Шопенгауэр довольно точно говорит здесь о положении женщины своего времени. Женщина в этой морали – не человек с массой потребностей, не личность, а частичное существо, для которого главное в жизни – «половые отношения». И поэтому так узка и однолинейна здесь женская честь, которая целиком сводится к канону девственности для девушек и канону верности для женщин.
«Женский пол, – продолжает Шопенгауэр, – требует и ждет от мужского всего, что он желает, и в чем нуждается; мужчины же требуют от женщин прежде всего и непосредственно лишь одного. Следовательно, надлежит устроить так, чтобы мужской пол мог получить от женского это одно не иначе, как взяв на себя заботы обо всем, и в частности о рождающихся детях; на этом порядке покоится все благополучие женского пола».
«Ввиду этой цели, – заканчивал он, – первая заповедь женской чести заключается в том, чтобы не вступать во внебрачное сожительство, дабы каждый мужчина вынуждался к браку, как к капитуляции»[57].
Отношения мужчины и женщины тут – настоящая сделка: женщина дает мужчине наслаждение, а он обеспечивает ее всем необходимым. Делается ли это с любовью или без любви – не играет никакой роли. Конечно, ни о каком равенстве, ни о какой свободе, ни о какой человечности тут нет и речи. Женщина – только инструмент для удовлетворения мужских потребностей. Она должна воевать с мужчиной, принуждать его к капитуляции, браку, – это продажная цена ее девственности…
Для Ницше любовь – это тоже война, яростная война двух противников, низшее из человеческих чувств. Великий романтик, гремящий обличитель филистерства, он сам был заражен его ядами, и его мрачные инвективы поражали и античеловеческое и человеческое в людях.

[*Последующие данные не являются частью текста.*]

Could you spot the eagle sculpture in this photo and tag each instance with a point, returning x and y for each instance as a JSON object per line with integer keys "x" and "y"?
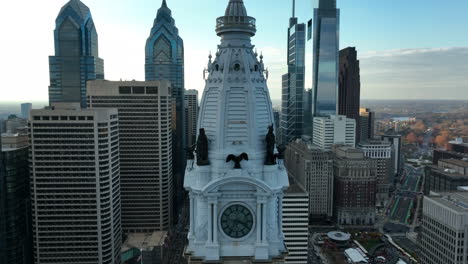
{"x": 237, "y": 159}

И для него женщина – не человек, не самостоятельная личность, а аппарат для деторождения. «Все в женщине загадка, – говорит он, – и все в женщине имеет одну разгадку: эта разгадка зовется беременностью»[58].
Женщина Шопенгауэра была только женой, женщина Ницше – только родительница. «Мужчина для женщины – только средство: цель – всегда дитя», – говорит он.

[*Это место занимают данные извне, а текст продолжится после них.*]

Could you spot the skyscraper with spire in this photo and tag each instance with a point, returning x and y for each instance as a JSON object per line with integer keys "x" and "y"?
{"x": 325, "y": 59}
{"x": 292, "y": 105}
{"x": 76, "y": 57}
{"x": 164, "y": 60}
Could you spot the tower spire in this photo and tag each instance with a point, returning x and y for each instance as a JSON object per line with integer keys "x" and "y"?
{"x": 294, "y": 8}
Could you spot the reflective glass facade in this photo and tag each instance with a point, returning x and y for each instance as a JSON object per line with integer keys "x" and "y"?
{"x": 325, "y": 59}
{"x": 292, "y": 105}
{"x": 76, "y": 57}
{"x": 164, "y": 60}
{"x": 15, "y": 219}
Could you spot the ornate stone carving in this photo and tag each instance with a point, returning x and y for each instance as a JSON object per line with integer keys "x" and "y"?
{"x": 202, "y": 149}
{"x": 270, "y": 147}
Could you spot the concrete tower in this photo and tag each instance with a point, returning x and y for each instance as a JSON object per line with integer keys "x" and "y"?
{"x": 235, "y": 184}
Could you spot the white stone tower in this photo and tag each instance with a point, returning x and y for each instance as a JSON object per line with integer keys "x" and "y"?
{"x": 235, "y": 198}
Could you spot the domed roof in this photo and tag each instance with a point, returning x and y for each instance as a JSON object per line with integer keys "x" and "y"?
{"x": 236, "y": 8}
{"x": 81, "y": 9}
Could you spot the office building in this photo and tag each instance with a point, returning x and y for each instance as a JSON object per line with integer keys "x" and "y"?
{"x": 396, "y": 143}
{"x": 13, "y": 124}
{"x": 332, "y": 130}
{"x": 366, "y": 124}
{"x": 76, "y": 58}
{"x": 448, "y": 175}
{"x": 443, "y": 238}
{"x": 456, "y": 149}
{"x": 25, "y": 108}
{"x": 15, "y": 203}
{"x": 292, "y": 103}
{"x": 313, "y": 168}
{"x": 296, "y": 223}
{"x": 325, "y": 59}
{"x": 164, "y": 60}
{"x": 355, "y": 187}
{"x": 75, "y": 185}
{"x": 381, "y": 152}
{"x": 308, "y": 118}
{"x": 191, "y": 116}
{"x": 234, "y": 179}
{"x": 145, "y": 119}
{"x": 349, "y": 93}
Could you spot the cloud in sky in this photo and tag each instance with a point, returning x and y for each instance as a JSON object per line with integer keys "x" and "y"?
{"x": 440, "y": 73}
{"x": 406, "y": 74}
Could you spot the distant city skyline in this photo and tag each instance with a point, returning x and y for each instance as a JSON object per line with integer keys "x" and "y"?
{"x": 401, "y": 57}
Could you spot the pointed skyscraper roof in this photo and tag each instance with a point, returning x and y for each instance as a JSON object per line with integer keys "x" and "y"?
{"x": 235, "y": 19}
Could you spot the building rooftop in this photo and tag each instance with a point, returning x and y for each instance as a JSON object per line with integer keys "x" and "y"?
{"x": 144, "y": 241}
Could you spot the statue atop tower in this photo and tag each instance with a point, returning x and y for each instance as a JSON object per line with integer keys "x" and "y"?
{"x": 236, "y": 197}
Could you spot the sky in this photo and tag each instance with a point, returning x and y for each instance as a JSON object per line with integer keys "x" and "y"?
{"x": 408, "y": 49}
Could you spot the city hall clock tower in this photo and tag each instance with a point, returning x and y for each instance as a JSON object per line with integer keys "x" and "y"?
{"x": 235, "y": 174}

И он призывает: «Пусть женщина станет игрушкой, чистой и нежной, подобной драгоценному камню, осиянному добродетелями какого-то еще не существующего мира»[59]. Не человеком зовет он сделать женщину, а игрушкой, которой будет наслаждаться ее господин. Ибо женщина для него – существо, которое стоит ниже мужчины.
«Если ты раб, – возглашал он, – ты не можешь быть другом. Если тиран ты, ты не можешь иметь друзей.
Слишком долго скрыт был в женщине раб и тиран. Поэтому женщина еще неспособна к дружбе: она знает только любовь.
… Еще неспособна женщина к дружбе: женщины все еще кошки и птицы. Или, в лучшем случае, коровы»[60].
Конечно, и тут есть правда; века рабства – общественного и домашнего – сделали такими многих женщин. Но слово «еще», которым пользуется здесь Ницше, совсем не указатель на возможность другого будущего. Это просто оборот стиля, ибо в философии Ницше у женщины нет будущего. Все будущее он отводит мужчине, его сверхчеловек – это сверхмужчина. Сверхженщины у него нет, ибо женщина для него – недочеловек.
И он говорит:
«В любви женщины всегда есть несправедливость и слепота ко всему, что вне любви ее. Даже в сознательной любви женщины всегда есть засада, молния и ночь рядом со светом»[61].
И кончается это презрительным, свистящим ударом:
«Ты идешь к женщине? Не забудь плетку!» – так говорил Заратустра[62].
Не один Ницше считал женщину рабыней. «Настоящая женщина, – говорил англичанин Джон Рёскин, – слуга мужа своего в доме его: в сердце же его она – царица»[63].
Свобода для него состоит в рабстве, в повиновении, в подчинении. «Я не знаю, – говорит он, – настанет ли когда-нибудь день, когда познается сущность настоящей свободы и люди поймут, что повиноваться другому, работать на него… – не есть рабство. Часто это лучший вид свободы – свобода от забот»[64].
И Ницше говорил то же самое: «Восстание – это доблесть раба. Вашей доблестью пусть будет послушание»[65].
Конечно, Новое время – время парадоксов, но если рабство – лучший вид свободы, то почему бы ненависти не быть лучшим видом любви, ползанью – лучшим видом полета, а смерти – лучшим видом жизни?
XIX век, начало XX века были временем, когда у многих людей любовь все больше мельчала, все глубже принимала в себя отпечаток царивших тогда нравов. Жорж Дюруа у Мопассана, Берта и Бюбю с Монпарнаса у Шарля-Луи Филиппа, Санин у Арцыбашева были как бы символом этого превращения любви в рычаг – рычаг преуспеяния, пропитания, наслаждения.